Recipes

Bacon and Caramelized Onion Mac & Cheese



On a recent visit to one of my favorite blogs I saw a recipe for "Fancy Macaroni". It had all the necessary things to make good mac and cheese. Like 4 different kinds of cheese's, butter, half & half and.....what else was it?.....ohhh yeaaa, BACON!

Now, if you haven't followed my blog for long (and why haven't you?) then you might not be aware that I have a severe allergy. I am allergic to anything that DOES NOT contain diary or pork fat! Seriously! It seems like most of the things I make either have tons of cheese or bacon in some form in them! It's a quirk, I know.

So this dish is no exception. A great accompaniment to a big ol' slab-o-meat or, for someone like me who is content with a salad for dinner, as a meal in itself! Here is my adaptation of her recipe.

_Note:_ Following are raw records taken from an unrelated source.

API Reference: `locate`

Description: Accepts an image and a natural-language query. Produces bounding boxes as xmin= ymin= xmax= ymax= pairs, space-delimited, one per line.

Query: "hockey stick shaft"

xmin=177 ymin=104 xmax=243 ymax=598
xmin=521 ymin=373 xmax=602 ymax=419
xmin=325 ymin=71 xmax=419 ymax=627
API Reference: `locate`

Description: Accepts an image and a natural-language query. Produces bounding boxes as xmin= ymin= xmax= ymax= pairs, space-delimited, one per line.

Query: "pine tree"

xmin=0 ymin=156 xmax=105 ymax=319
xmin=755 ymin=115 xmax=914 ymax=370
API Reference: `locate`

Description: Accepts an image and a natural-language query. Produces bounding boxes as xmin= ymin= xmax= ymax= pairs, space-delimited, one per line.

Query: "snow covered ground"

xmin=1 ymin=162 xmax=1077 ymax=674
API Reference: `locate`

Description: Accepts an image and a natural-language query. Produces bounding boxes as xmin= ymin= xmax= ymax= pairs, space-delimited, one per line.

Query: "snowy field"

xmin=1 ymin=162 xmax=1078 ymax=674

Bacon and Caramelized Onion Mac & Cheese
Serves approx. 12
Ingredients:
4 cups Macaroni
4 Tablespoons Butter
2 whole Medium Onions, Cut In Half And Sliced Thin
10 slices Regular Bacon
1 Tablespoon Bacon Grease (reserved From Bacon Slices)
¼ cups All-purpose Flour
2 1/2 cups  Milk
½ cups Heavy Cream
2 whole Egg Yolks, Beaten
Salt & Pepper (to Taste)
½ cups Grated Gruyere Cheese
1 cups Grated Fontina Cheese
½ cups Grated Parmigiano Reggiano Cheese
1 cup Cheddar Cheese, Shredded (optional)

Preheat oven to 350 degrees.

Cook macaroni for half the time of the package instructions. It will finish cooking in the oven. Drain and set aside.Fry bacon until slightly crisp. Drain on a paper towel. Reserve grease.

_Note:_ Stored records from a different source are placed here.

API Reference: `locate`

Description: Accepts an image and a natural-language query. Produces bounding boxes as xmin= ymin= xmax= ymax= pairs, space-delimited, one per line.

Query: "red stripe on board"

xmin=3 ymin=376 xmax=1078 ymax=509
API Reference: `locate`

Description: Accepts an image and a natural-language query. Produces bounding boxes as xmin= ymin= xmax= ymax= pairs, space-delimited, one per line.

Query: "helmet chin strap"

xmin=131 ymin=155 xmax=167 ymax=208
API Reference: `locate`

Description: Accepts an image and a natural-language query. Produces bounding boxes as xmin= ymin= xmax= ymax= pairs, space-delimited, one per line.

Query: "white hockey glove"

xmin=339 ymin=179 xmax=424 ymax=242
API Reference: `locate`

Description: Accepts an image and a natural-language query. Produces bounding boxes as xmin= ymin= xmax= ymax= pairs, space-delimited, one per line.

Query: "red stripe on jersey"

In same skillet with the bacon grease add saute onions and cook over medium-low heat for 10 to 12 minutes, or until golden brown and soft. Set aside.

In a pot, melt 4 tablespoons butter. Sprinkle in flour and whisk to combine. Cook, stirring constantly, over medium heat for 1 minute. Pour in milk and cream, then cook for 3 to 5 minutes or until thick. Reduce heat to low. Add salt & pepper to taste. Remember the pasta will continue to absorb moisture and flavor, so don't undersalt the dish.

Beat egg yolks and pour 1/4 cup hot milk mixture into the yolks, stirring constantly. You don't want scrambled eggs so they need to be tempered to allow them to come up to the temperature of the milk. Pour egg mixture back into saucepan and cook for another minute. Stir in cheese until melted. Add onions and bacon and stir. Taste for seasonings and add more salt if needed. Add cooked macaroni and toss to coat all the pasta with cheese sauce. Top with cheddar cheese, if desired.

Pour into a 9 x 13 inch baking dish and bake for 20 minutes or until  hot and bubbly.